Дети их, давно уже взрослые и семейные, сын и дочь, остались жить в Москве. Приезжали крайне редко. Родители не обижались, жалели молодёжь: что они видят кроме своей работы? Карьера, карьера, а жизнь мимо пролетает…
С соседями перезнакомились в первый же день. Да и что там знакомиться? Всех жителей – четыре старухи. Но всё же радостно, что не один ты, как нежить какая, среди зелёных равнин обитаешь, а есть кроме тебя ещё душа живая, с которой можно словом переброситься.

2
Галина Аркадьевна уже привыкла желать доброго здоровьица бабке Настёне, каждое утро живенько семенящей мимо её огорода с козочкой на поводу. По нраву была ей эта маленькая опрятненькая старица, резвая в движениях, как и её козочка. Всё лицо его сухонькое было усеяно морщинками, особенно возле глаз. Правда то или нет, но слышала Галина, что бабке без малого сто лет. Если так, то рано она себя в свои шестьдесят в старухи записала. Жить да жить. Да и чего не жить, если душа воспряла на волюшке! Вот и сегодня: завидев бабульку, Галина отвлеклась от работы и весело поздоровкалась:
– С добрым утречком, соседушка!
– Бог в помощь, детка! Позволь к тебе зайти, дело важное…
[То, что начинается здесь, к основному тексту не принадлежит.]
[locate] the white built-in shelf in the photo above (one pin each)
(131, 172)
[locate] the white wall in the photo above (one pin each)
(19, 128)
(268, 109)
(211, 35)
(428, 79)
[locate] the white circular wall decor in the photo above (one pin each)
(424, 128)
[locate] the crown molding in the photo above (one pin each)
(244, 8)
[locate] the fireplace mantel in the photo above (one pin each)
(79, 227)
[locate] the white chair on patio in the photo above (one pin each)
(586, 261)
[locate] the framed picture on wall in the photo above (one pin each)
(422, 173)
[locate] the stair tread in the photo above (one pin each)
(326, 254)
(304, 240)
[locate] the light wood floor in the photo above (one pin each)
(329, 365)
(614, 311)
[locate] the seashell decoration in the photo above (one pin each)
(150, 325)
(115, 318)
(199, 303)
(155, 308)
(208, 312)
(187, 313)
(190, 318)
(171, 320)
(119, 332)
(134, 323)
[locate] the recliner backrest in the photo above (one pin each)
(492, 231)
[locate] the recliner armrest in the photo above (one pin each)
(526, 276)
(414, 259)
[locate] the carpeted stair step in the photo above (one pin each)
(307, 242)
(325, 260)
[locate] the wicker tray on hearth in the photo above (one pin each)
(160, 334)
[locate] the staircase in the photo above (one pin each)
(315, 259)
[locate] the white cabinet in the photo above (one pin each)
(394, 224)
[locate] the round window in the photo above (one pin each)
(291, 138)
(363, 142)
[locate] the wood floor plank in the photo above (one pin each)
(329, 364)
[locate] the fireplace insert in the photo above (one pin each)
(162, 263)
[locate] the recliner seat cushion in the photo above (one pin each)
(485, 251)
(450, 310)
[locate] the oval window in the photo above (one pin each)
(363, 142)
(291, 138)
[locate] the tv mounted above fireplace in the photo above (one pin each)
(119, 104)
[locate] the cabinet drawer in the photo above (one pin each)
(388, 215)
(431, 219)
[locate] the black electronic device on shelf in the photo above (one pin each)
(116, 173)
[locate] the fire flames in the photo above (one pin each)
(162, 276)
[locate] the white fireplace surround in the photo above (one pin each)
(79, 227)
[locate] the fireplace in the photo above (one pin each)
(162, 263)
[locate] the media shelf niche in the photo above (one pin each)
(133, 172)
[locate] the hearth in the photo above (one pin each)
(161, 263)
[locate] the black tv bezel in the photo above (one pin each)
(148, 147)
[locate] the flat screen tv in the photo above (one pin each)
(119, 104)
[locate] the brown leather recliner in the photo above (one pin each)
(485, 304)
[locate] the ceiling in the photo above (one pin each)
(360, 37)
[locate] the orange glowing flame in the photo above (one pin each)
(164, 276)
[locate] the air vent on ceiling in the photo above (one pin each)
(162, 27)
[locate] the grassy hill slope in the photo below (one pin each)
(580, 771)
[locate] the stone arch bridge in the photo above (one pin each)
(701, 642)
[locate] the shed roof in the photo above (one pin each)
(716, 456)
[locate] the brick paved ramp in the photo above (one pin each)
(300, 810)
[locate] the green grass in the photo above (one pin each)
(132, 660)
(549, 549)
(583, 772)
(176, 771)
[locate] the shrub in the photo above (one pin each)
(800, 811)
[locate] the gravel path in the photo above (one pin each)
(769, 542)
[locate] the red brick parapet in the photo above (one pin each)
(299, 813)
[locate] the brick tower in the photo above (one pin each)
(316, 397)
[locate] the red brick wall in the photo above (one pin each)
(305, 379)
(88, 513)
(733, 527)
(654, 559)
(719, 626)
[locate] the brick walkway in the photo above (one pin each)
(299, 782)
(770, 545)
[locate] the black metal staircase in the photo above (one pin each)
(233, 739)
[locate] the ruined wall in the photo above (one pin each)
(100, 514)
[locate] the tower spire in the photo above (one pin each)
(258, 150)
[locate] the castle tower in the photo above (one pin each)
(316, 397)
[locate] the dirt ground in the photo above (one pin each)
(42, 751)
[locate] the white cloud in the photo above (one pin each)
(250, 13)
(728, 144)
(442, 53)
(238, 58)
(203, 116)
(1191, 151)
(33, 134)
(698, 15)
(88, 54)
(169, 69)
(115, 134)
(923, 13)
– Заходите, Настасья, как вас по-батюшке?
– Романом батюшку звали. А я – невелика важность – просто баба Настя. Так привычней. Ну, Агатка, иди же, что упрямишься? – подзадорила она ласковым шлепком по заду свою козочку.
И та, красуясь, грациозно прошествовала цокоточком: острые ножки крепкие, кремень копытца, рога полированные розовые; мех белый атласный.
– Я вот по какому делу,  Галя, – вздохнула старушка. – Хочу тебе козочку свою оставить. Нельзя дать молоку козьему пропасть. Ты молодая, работы не боишься. А мне в путь… Только прошу: не обижай животину. Она здоровье дарит тому, кто о ней заботится.
– Бабушка Настя, не знаю право, что и сказать… Я никогда не занималась козоводством, понятия не имею, как с животным обращаться, ну, там, доить, кормить…
– Подойди-ка, доченька, не бойся. Агата только на вид строгая. Не побрезгуй, понюхай вот это место между рожками.
Галина, страшась, приблизилась, опасливо принагнулась и вдохнула запах, исходящий от шерсти животного. Тут же выпрямилась, испугавшись, что норовистая Агата боднёт её серпообразными рогами. Коза же насмешливо уставилась на женщину умными жёлтыми глазами.
– Вкусно пахнет… Травой скошенной, – нерешительно определила Галина Аркадьевна.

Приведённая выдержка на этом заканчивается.